En septembre 2015, une affaire a fait grand bruit aux Etats-Unis. Cela se passe sur la chaîne HBO, dans le cadre de l’émission « Project Greenlight », une série documentaire dans laquelle Matt Damon et son acolyte Ben Affleck permettent à un.e. réalisat.eur.rice de  faire son premier film en mettant à disposition toute une équipe de tournage. Dans l’équipe, Effie Brown, productrice de film, noire, qui a notamment travaillé sur le film Dear White people.

La jeune femme, seule invitée « issue d’une minorité », soulève la question des rôles stéréotypés et du manque de diversité dans le projet.

Ce à quoi Matt Damon répond que la diversité se fait au sein du casting et non au sein de l’équipe de production du film. La polémique a été cristallisée sur Twitter par le hashtag #DAMONSPLAINING pour ne pas dire « whitesplaining », ce moment où une personne blanche explique ce qu’est le racisme par exemple à une personne qui est noire, asiatique ou autre. On notera que le programme était diffusé le dimanche soir à une heure de grande écoute.

Par la suite, la productrice Effie Brown affirme qu’on l’a incité à se taire, sous prétexte qu’elle ne pouvait pas « s’attaquer à un chouchou d’Hollywood ».

Cette affaire soulève pas mal d’interrogations. De quelle marge de manœuvre dispose-t-on face à de grands noms qui ne se préoccupent pas des questions de diversité et de clichés ? Une personne noire qui travaille au sein de cette industrie est-elle l’éternelle « token » (caution) ? Comment faire changer les mentalités dans ce domaine majoritairement blanc ?

Un début de réponse quant à la façon d’améliorer les choses ?

Effie Brown estime que pour que les choses évoluent dans ce milieu, et éviter de « faire le jeu du système que l’on dit vouloir changer »,  il faut faire 3 choses : recruter, encadrer et investir. Qui serait apte à le faire ? Où trouver les fonds ?

4 réflexions au sujet de « Collectif Egalité, #Damonsplaining… : tout ce qu’on n’a pas pu aborder le 29 mars »

  1. Je ne peux pas soulever de point, j’étais pas là xD. Mais je me permets de donner mon point de vue sur le damonsplaining qui est exactement le problème du cinéma français sauf qu’on peut dénoncer le damonsplaining mais en France, on dira rien parce que nous sommes colorblind à Bisounoursland. J’avais fait un long commentaire, mais je vais vous épargner xD Je dirai juste que mon impression est que la différence par rapport aux Etats-Unis vient d’abord de l’histoire politique.

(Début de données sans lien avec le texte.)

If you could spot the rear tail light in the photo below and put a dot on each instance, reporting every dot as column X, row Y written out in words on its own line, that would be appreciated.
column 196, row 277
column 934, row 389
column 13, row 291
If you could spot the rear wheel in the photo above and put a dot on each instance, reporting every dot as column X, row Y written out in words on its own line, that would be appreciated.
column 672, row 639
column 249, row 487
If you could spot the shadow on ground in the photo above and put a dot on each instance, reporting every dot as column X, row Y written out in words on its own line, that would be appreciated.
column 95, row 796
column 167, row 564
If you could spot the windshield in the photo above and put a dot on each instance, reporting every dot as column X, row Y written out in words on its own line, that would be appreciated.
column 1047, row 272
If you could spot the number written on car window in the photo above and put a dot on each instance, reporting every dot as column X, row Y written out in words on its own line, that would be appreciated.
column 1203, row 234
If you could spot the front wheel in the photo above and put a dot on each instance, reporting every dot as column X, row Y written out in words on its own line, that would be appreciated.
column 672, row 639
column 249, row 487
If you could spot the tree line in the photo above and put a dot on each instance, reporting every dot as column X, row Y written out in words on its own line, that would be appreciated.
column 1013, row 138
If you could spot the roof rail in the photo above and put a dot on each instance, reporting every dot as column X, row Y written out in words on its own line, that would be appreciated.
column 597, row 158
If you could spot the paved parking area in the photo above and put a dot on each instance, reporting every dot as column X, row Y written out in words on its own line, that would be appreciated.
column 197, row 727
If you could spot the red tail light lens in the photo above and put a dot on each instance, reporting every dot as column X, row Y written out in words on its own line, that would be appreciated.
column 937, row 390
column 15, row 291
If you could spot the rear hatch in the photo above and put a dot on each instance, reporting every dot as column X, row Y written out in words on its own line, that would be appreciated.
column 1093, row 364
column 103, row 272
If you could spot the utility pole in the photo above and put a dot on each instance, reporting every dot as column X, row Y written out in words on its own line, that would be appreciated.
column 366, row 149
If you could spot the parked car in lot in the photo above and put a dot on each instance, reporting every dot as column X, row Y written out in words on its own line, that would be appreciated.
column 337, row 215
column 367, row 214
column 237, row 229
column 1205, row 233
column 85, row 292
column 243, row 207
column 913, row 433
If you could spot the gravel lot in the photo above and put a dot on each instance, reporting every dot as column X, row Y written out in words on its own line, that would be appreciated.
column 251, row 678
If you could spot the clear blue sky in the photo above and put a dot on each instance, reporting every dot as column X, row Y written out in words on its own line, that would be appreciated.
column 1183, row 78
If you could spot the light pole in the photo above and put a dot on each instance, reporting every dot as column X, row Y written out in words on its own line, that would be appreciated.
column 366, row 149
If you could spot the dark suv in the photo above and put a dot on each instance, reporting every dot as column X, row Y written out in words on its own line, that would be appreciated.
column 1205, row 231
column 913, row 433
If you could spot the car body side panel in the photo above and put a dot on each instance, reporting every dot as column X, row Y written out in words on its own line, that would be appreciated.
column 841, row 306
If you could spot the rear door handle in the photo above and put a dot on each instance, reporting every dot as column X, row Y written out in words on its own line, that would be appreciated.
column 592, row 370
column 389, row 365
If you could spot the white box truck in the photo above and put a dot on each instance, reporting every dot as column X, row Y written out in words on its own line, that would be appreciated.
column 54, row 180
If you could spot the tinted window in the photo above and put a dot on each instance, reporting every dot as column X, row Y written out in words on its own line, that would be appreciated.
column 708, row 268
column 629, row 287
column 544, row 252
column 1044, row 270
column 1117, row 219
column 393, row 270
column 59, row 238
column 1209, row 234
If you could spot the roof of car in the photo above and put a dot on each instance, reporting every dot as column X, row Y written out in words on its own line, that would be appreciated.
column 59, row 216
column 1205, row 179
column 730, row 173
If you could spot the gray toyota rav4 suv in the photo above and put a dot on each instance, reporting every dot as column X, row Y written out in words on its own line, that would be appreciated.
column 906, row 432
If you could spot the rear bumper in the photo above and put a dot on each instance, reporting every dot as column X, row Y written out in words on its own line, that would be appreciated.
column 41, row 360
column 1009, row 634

Le mouvement des droits civiques dans les années 1960 a catalysé cette énergie de changer la société dans son ENSEMBLE. Et même s’il y a encore les réactionnaires nostalgiques de la bonne vieille époque, quelqu’un à la TV US qui te dit en toute souplesse le mot nègre dans un contexte clairement raciste, il se fait au moins reprendre voire virer. En France, en 2016, on va chercher à te justifier pourquoi il n’y a pas de racisme dans le terme employé. En 2016.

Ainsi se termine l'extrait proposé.